When I got the call, Mr Tiden had mentioned a rise in death amongst gang members, especially young boys. He said he’d been called out a week ago to a crime scene where the body had already decomposed. While moving the remains onto a stretcher, the rotting arm dropped onto the superintendent, and as it brushed him the fingernails came off. Thinking of that story and what we might discover today, I felt nauseous. I wanted to get it over and done with and return to the comforts of the Post Courier newsroom.  My workmates there have become my second family, away from my hometown Lae.

I neared the hilltop. Supt Tiden was several meters downhill. His large body restricted his speed up the hillside. He’d started puffing at the foot of Ranuguri and joked about racing me to the top, making light our reason for being there. By then he was already an astute detective with over 20 years of police work.

With the incident report descriptions of the crime location, I figured I would see a crime scene near where I stood. I expected the obvious: signs of damage to the land surface, a scrap of bloody clothing, and any kind of evidence. “Maybe, I am ON the scene,” I whispered to myself. The hairs on my skin stood. At my feet the ground was bare and uneven with rough limestone.

I called out, “Mr Tiden!’ Mr Tiden!” Out of respect I always referred to the superintendent as Mr Tiden. I could hear the wind blowing my voice down the valley. No response. My throat dried up as I hugged myself.

I looked around and across the hilltop trying to see where the sound of buzzing flies came from. I didn’t want to step on anything or anyone. I could not even see those damn flies, but I heard them very close. A crow soared and two others joined the circle, just metres above me. I held my notepad tight. I pulled my bag up to my chest and smelt the leather. Inside it were my no-brand cinnamon lipstick, an extra pen, a bunch of keys and the police issue can of chemical mace. Mr Tiden said I might need it one day.

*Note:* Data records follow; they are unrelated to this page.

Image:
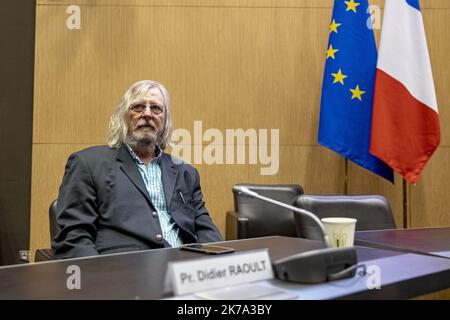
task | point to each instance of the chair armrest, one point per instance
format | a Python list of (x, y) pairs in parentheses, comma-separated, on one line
[(44, 255), (236, 227)]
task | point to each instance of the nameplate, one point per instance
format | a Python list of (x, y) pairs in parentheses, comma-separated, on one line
[(220, 271)]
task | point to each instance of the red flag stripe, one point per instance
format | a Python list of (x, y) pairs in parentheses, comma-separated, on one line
[(407, 131)]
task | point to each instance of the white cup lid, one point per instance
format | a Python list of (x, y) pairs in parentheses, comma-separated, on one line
[(339, 220)]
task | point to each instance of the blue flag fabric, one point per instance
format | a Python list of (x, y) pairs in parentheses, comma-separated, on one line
[(348, 86)]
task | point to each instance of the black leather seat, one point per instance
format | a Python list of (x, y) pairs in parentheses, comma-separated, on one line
[(48, 254), (372, 212), (253, 218)]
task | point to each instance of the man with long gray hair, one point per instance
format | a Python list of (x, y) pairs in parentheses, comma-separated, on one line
[(130, 195)]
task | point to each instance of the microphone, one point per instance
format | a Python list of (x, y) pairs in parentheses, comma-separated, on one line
[(313, 266)]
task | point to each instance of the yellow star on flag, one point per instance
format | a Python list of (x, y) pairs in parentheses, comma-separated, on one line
[(331, 51), (339, 77), (351, 5), (334, 26), (357, 93)]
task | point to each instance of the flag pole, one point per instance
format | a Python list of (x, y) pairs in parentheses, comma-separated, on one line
[(346, 177), (405, 204)]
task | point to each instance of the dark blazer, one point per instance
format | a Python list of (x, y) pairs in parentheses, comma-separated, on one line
[(104, 207)]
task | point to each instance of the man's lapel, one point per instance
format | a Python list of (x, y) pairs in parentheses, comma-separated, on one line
[(131, 170), (169, 173)]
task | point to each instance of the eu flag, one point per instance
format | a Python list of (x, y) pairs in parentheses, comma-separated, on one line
[(348, 86)]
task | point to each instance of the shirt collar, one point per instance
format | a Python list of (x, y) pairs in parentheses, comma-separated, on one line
[(136, 159)]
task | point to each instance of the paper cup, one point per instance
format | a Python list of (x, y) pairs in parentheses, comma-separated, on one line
[(341, 231)]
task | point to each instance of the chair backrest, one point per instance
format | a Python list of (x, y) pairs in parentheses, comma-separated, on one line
[(372, 212), (265, 219), (54, 228)]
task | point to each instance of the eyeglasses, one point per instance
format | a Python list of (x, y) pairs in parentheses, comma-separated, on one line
[(154, 108)]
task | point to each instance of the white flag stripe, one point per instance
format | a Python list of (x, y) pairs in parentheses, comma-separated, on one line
[(403, 51)]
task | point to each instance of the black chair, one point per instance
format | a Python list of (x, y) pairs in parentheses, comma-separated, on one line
[(372, 212), (48, 254), (253, 218)]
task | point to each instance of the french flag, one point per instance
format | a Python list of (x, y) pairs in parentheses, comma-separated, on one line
[(405, 122)]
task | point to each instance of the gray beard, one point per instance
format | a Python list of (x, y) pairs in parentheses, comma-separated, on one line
[(141, 141)]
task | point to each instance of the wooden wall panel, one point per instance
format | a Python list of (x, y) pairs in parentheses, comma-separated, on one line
[(49, 161), (315, 168), (231, 64)]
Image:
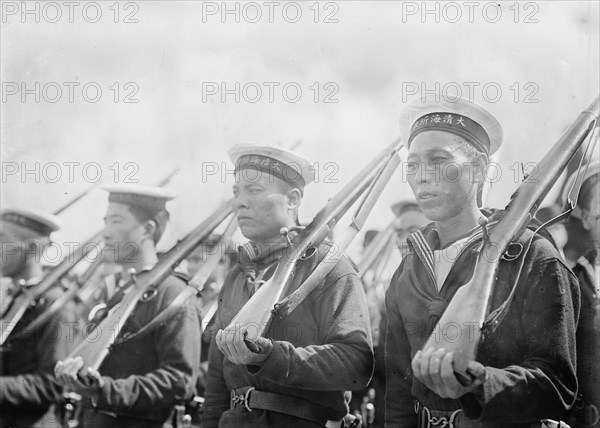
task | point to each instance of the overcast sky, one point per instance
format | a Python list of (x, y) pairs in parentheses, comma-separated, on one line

“The mace!” I almost said out loud. But what help would it be? Apart from spurts of kunai, there was nothing else here. Whatever there was would not be too hard to find, but my legs refused to take me further. I waited. The flies buzzed and the grass shooed. I wished the police helicopter would blast up the hillside and break the silence.

I was about to call Mr Tiden again when I heard muffled cursing and knew he had arrived. “There you are, Joycelin.”

“Am I in the right place?”

“You are! That is great detective work,” he answered cheerfully.

I pretended to smile.

“Come this way.” He started turning down the opposite side of the hill then halted suddenly.

I walked up to him and looked down. Stretched out before us was a boy’s body. He had three large rocks weighing him down – on the neck, the abdomen and the legs. The head had a massive dent and the rock on his neck was covered in blood. “He can’t be more than 11 or 12 years old,” said Supt Tiden after a complete circuit around the body. I had not moved yet.

Supt Tiden looked up at me, waiting for a reaction. The only thing running through my head was my brother, Rivona.

It could have been him, I thought.


Thank you Isabel for all your help.  This story is a tribute to Chief Supt Roy Tiden and also my brother, Rivona who are both no longer with us. Roy died years later and Rivona lived to be a young man in Port Moresby. Almost 20 years later and two weeks before his 32nd birthday, Rivona died suddenly.